Geoff Charles, VP of Product at Ramp, on Ramp's AI flywheel

Interview
AI should be more than a flashy chatbot interface: it should be embedded in your workflows to actually get things done.
Analyzed 4 sources

The real product advantage is not having an AI chat box, it is owning the work step where money moves and decisions get made. In Ramp’s world that means reading receipts, invoices, and contracts inside the normal finance flow, then surfacing the one action that matters, like confirming a minibar charge, flagging a bad policy exception, or teeing up a contract cancellation email before renewal hits.

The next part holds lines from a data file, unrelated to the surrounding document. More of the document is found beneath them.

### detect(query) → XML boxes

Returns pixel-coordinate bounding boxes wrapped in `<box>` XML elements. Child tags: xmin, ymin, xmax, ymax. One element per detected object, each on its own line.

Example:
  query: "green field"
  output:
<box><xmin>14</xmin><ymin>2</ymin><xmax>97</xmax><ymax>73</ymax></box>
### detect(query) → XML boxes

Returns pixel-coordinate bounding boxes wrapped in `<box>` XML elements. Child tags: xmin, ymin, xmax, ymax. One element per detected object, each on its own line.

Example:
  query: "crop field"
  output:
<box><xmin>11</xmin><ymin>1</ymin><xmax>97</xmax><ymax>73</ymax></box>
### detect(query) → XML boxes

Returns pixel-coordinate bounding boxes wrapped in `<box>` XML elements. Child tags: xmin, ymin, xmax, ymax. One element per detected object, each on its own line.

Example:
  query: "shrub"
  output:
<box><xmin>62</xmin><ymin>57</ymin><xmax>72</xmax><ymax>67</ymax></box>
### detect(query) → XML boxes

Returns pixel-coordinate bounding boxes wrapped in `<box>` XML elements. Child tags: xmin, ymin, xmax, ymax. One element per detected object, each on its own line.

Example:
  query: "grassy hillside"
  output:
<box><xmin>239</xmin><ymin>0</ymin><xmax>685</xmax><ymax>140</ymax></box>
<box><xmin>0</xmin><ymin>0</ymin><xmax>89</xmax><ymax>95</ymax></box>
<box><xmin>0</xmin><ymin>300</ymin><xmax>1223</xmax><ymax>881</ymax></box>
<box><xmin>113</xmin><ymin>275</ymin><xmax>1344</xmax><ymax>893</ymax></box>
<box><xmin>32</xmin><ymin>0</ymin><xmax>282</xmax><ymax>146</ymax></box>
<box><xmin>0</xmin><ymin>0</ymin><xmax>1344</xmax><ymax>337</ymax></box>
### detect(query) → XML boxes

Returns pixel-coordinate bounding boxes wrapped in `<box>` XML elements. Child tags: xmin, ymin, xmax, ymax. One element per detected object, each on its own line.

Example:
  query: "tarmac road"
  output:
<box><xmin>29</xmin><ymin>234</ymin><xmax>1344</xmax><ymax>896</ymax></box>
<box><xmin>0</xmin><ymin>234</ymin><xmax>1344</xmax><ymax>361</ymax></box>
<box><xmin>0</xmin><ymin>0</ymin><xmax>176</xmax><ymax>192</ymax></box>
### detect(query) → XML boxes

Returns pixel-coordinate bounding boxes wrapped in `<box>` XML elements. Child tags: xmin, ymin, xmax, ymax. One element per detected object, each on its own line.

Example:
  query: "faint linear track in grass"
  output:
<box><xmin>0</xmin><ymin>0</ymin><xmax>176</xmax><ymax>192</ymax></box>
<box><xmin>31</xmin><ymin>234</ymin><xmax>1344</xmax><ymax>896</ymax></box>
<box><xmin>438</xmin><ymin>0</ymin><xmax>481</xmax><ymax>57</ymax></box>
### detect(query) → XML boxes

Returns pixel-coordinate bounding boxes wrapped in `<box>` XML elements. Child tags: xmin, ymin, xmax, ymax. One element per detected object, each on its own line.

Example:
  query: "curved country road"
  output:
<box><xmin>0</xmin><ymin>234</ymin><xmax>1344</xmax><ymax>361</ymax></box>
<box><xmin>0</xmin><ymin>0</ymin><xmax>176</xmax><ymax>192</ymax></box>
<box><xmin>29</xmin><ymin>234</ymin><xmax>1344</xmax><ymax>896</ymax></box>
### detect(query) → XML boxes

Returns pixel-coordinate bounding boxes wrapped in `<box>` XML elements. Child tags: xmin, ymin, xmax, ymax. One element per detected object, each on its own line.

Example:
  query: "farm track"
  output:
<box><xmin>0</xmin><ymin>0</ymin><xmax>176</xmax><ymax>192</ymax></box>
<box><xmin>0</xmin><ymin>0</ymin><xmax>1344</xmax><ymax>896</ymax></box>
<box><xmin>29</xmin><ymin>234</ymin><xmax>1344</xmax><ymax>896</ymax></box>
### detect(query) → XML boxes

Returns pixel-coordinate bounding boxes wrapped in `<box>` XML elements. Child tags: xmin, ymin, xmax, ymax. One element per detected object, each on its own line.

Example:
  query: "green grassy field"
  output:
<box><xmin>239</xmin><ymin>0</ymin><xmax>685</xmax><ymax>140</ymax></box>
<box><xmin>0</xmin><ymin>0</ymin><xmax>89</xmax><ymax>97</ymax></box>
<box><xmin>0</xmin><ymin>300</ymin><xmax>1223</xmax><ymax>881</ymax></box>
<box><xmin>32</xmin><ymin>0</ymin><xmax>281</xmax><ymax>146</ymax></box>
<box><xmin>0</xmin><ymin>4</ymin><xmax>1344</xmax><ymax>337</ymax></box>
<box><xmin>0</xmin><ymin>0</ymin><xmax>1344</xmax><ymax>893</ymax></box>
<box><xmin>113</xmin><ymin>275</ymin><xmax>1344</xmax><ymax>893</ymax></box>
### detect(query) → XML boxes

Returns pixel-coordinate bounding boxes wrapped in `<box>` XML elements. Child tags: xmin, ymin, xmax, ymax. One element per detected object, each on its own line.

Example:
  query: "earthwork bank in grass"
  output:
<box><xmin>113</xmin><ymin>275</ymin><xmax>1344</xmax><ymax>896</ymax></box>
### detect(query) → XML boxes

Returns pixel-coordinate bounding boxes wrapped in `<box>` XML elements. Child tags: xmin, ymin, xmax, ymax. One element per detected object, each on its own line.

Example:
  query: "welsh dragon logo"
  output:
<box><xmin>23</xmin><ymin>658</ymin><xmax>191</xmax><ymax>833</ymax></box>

  • This is a shift from request and response software to exception handling software. Instead of a finance team uploading a contract and asking follow up questions, Ramp wants the system to ingest the file, pull renewal terms, connect them to vendor payments, and alert only when a human decision is needed.
  • The economic point is margin expansion. Ramp describes LLMs as making unstructured finance work cheap enough to automate, especially tasks that previously depended on OCR vendors or manual review. That lets spend management move beyond interchange funded cards into higher value software around AP, procurement, and vendor negotiation.
  • A useful comparison is BRM, which also treats AI as a worker inside vendor management, not just a chat layer. BRM builds a vendor record from email, ERP, identity, and contract systems, then runs agents for renewals, pricing checks, and compliance. The common pattern is that the winning product is the system of action wrapped around the data.

This pushes finance software toward autopilot. The companies that win will be the ones with permission to sit inside approvals, payments, contracts, and policies, because that is where AI can quietly remove labor and compound into a broader back office platform over time.